Data-Driven Object Tracking: Integrating Modular Neural Networks into a Kalman Framework
Christian Alexander Holz, Christian Bader, Markus Enzweiler, Matthias Drüppel
TL;DR
This work tackles accurate MOT for ADAS by embedding three lightweight neural networks—SPENT for single-object state prediction, SANT for single-object-to-track association, and MANTa for multi-object-to-track association—into a Kalman Filter-based Tracking-by-Detection framework. All networks are designed for real-time embedded inference and maintain the modular, interpretable KF structure while replacing traditional prediction and assignment components with data-driven equivalents. Evaluations on the KITTI dataset show SPENT reduces RMSE by about 50% versus a standard KF (to ~0.029), and SANT/MANTa achieve up to 95% association accuracy (with MANTa performing best on 1–6 track scenarios and an average of ~80% across the full dataset). The results demonstrate that task-specific neural modules can boost tracking performance and robustness without sacrificing modularity or maintainability, enabling adaptable ADAS solutions.
Abstract
This paper presents novel Machine Learning (ML) methodologies for Multi-Object Tracking (MOT), specifically designed to meet the increasing complexity and precision demands of Advanced Driver Assistance Systems (ADAS).

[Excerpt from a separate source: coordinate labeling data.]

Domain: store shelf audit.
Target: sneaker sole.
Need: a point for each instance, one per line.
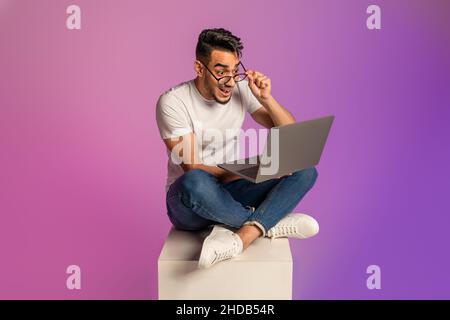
(201, 260)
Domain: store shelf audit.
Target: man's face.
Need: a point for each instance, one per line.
(222, 63)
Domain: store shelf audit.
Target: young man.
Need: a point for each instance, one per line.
(199, 193)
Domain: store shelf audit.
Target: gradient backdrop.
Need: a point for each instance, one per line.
(82, 167)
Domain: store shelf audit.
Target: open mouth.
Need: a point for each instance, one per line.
(225, 92)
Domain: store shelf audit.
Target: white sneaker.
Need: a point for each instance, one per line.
(294, 225)
(221, 244)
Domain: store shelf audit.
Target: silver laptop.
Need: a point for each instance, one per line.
(299, 146)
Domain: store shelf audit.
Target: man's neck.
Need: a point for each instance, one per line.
(202, 89)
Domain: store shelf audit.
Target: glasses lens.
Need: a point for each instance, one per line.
(239, 77)
(224, 80)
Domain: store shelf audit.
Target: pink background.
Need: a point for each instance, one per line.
(82, 167)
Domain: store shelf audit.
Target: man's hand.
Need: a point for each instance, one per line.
(259, 85)
(228, 177)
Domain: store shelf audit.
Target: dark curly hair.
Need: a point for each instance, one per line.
(219, 39)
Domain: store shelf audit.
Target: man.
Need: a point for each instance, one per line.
(199, 193)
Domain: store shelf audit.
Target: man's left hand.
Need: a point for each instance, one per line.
(259, 85)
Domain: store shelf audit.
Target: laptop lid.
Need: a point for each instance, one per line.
(293, 147)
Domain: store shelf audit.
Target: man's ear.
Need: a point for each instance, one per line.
(198, 67)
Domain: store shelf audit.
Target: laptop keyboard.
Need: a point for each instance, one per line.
(250, 172)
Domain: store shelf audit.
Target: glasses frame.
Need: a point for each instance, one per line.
(243, 75)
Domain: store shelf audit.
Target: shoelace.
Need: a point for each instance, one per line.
(283, 230)
(227, 254)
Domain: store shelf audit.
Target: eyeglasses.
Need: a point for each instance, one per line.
(224, 80)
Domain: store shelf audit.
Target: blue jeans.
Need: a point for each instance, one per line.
(197, 199)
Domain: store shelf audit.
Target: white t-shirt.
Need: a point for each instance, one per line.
(182, 109)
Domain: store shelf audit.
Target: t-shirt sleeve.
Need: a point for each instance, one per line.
(251, 104)
(172, 117)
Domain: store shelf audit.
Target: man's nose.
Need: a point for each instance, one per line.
(230, 82)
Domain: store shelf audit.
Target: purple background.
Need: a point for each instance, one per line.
(82, 167)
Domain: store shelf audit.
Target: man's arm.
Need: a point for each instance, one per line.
(272, 113)
(185, 147)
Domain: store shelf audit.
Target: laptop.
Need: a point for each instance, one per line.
(288, 148)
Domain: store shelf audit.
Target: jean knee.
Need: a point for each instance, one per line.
(195, 180)
(307, 175)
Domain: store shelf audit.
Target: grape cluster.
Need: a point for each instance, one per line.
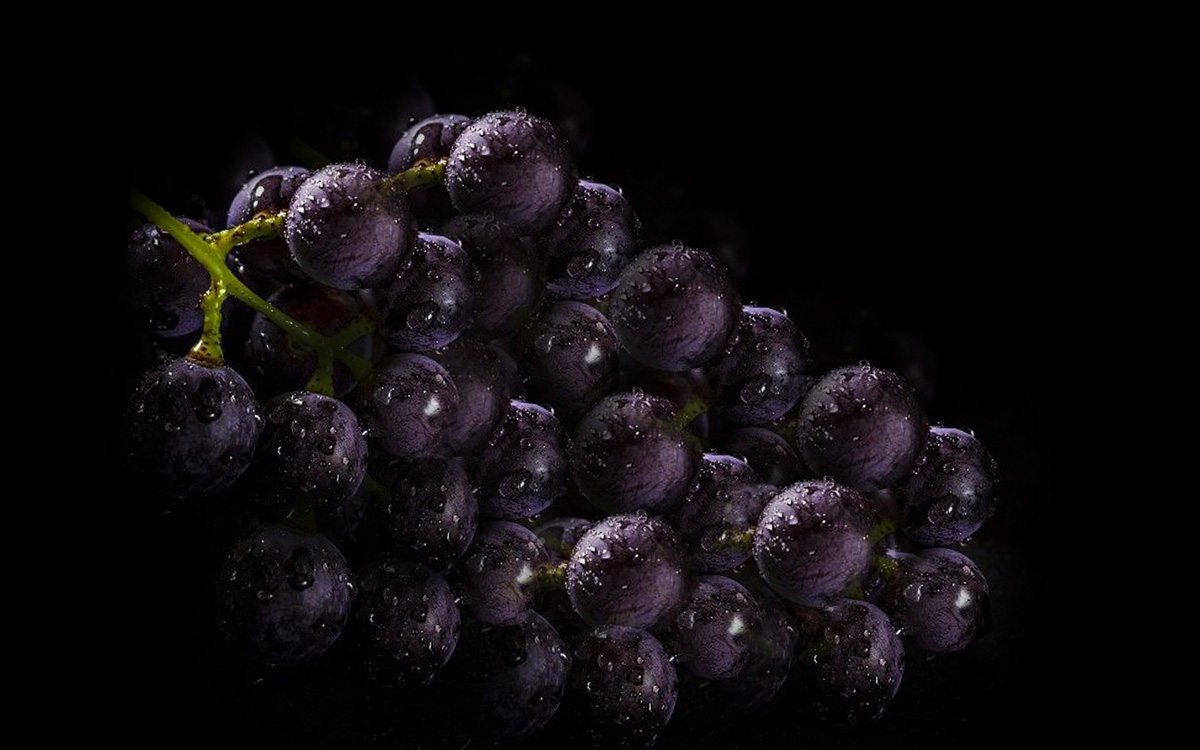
(485, 436)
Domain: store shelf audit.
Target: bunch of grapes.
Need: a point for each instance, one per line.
(483, 438)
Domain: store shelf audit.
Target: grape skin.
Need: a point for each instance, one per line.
(628, 685)
(628, 569)
(165, 282)
(675, 307)
(283, 595)
(952, 490)
(192, 429)
(406, 405)
(628, 454)
(347, 229)
(813, 543)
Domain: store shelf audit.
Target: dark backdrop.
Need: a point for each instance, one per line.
(897, 197)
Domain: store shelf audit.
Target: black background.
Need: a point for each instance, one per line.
(895, 193)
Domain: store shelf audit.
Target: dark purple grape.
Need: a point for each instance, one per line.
(571, 359)
(952, 491)
(625, 685)
(165, 282)
(714, 631)
(430, 139)
(191, 429)
(405, 622)
(937, 599)
(759, 377)
(311, 450)
(862, 426)
(628, 569)
(432, 299)
(815, 541)
(592, 243)
(480, 372)
(515, 167)
(516, 678)
(275, 365)
(523, 467)
(772, 646)
(675, 307)
(347, 229)
(850, 661)
(510, 280)
(283, 595)
(267, 192)
(423, 510)
(406, 405)
(629, 455)
(719, 511)
(768, 453)
(499, 571)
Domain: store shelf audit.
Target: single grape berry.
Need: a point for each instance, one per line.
(714, 631)
(515, 167)
(515, 677)
(571, 359)
(862, 426)
(630, 455)
(952, 491)
(283, 595)
(937, 598)
(815, 541)
(499, 571)
(431, 300)
(406, 405)
(625, 685)
(850, 661)
(421, 510)
(311, 450)
(522, 468)
(628, 569)
(592, 243)
(165, 282)
(403, 625)
(675, 307)
(191, 429)
(760, 375)
(347, 228)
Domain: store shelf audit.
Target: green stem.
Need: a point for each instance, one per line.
(262, 227)
(736, 540)
(213, 261)
(208, 349)
(424, 172)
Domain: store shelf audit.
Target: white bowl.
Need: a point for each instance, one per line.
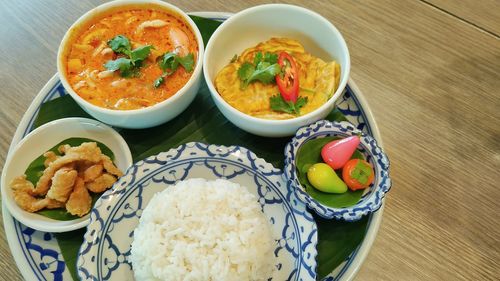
(42, 139)
(251, 26)
(145, 117)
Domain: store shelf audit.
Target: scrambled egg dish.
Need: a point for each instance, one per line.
(318, 81)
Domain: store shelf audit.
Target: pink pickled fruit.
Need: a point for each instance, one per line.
(336, 153)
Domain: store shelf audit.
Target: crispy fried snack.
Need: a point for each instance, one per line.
(67, 180)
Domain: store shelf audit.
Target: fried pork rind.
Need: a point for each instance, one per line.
(50, 157)
(24, 197)
(93, 172)
(80, 201)
(67, 180)
(62, 184)
(101, 183)
(87, 151)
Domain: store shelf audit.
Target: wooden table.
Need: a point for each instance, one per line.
(430, 71)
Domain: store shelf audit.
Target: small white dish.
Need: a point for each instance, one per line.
(257, 24)
(44, 138)
(138, 118)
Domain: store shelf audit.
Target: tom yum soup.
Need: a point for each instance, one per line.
(131, 59)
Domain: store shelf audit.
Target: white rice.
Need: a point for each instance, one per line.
(203, 230)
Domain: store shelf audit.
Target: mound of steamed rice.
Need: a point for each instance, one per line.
(203, 230)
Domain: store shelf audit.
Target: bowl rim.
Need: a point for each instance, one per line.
(382, 185)
(116, 4)
(304, 118)
(48, 224)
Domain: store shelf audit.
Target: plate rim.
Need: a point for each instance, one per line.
(184, 153)
(360, 253)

We introduce three Neural Network (NN) models that address key challenges in MOT: (i) the Single-Prediction Network (SPENT) for trajectory prediction, (ii) the Single-Association Network (SANT) for mapping individual Sensor Object (SO) to existing tracks, and (iii) the Multi-Association Network (MANTa) for associating multiple SOs to multiple tracks. These models are seamlessly integrated into a traditional Kalman Filter (KF) framework, maintaining the system's modularity by replacing relevant components without disrupting the overall architecture. Importantly, all three networks are designed to be run in a realtime, embedded environment. Each network contains less than 50k trainable parameters. Our evaluation, conducted on the public KITTI tracking dataset, demonstrates significant improvements in tracking performance. SPENT reduces the Root Mean Square Error (RMSE) by 50% compared to a standard KF, while SANT and MANTa achieve up to 95% accuracy in sensor object-to-track assignments. These results underscore the effectiveness of incorporating task-specific NNs into traditional tracking systems, boosting performance and robustness while preserving modularity, maintainability, and interpretability.